I can recall where I was four years ago instantly. Physically, I was wrapping up a temporary stay in NYC. I'd gone back for a few months to remember what it was like to be a student again, and immersed myself in classical training. Emotionally, it was the worst time of my life. 2012 wrecked havoc on my heart, head, and soul. We'd lost my uncle that May. He was lost to me in a slew of other losses that year, varying for me in degrees of devastation. I'd been shattered, and I was trying to rebuild. His birthday (the first he would not be there for) was November 9. On November 10, I saw a play. I left on a high. I came back to where I was staying only to find out via face-time that my Grandpa had just died. I could't get home fast enough. I'll never forget that feeling. I wanted to crawl out of my skin.
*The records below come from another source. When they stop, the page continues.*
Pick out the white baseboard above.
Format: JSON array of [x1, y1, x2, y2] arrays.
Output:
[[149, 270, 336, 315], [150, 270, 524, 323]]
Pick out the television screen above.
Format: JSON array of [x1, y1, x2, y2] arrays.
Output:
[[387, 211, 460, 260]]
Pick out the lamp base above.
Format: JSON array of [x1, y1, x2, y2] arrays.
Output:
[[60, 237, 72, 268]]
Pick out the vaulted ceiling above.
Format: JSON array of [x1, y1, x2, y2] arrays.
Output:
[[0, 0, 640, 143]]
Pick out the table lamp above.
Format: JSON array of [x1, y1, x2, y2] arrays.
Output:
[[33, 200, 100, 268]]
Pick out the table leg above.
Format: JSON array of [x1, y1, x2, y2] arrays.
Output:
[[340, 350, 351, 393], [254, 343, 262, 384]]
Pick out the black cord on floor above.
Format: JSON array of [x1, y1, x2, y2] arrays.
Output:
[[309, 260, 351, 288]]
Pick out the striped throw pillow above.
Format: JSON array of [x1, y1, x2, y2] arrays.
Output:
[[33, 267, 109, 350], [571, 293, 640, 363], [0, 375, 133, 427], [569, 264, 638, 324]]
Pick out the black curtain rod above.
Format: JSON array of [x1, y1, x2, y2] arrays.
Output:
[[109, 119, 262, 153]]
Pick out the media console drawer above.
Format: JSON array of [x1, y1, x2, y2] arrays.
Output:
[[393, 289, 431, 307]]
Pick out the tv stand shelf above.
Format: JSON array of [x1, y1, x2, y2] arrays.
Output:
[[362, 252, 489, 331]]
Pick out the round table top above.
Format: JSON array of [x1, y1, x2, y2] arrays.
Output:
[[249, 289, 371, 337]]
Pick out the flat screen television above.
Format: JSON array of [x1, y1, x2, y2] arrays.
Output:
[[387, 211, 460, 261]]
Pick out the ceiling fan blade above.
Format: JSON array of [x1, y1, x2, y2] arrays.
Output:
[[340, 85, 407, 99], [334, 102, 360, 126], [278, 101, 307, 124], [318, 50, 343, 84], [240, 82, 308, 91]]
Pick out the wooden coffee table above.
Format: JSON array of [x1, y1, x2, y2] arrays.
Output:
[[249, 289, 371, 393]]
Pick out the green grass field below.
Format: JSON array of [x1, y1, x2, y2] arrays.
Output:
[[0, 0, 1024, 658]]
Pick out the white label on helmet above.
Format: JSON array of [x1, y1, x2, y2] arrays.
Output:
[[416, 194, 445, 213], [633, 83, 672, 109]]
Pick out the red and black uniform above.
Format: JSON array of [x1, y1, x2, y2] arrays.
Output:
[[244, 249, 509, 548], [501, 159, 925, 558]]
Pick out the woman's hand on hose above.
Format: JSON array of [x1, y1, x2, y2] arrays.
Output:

Four years later, everything I've lost has come back to me in a new form. All that loss cleared out space for me to gain so much. I truly believe that must happen, and I am left even more amazed at the way birth and death are, in fact, one.
But there's a final piece from 2012 that I've never shared, because it didn't click for me until recently. And four years later on the birthday/departing day anniversaries, here it is.
Four years ago I had what can only be described as a vision. I was in Southern Utah for my my grandpa's funeral. Falling asleep, I saw as clear as day my grandpa and uncle outside in a beautiful clearing. The sun was bright. The sky bright blue. The grass and trees around them a vibrant green. They were young, and they looked so good! They had with them a toddler. A boy. He was as blonde as can be. They were all so happy, playing with him. Doing that thing you do with little kids where you hold their hands and spin them around so their feet are off the ground. It was very real. It was happening, or had happened, wherever they were. I didn't know who the toddler was, but they seemed to be taking care of him.
I thought about it from time to time over the years, but it didn't hit me until recently who that boy was...
For the Squirrel and the Bluebird, who continue to give.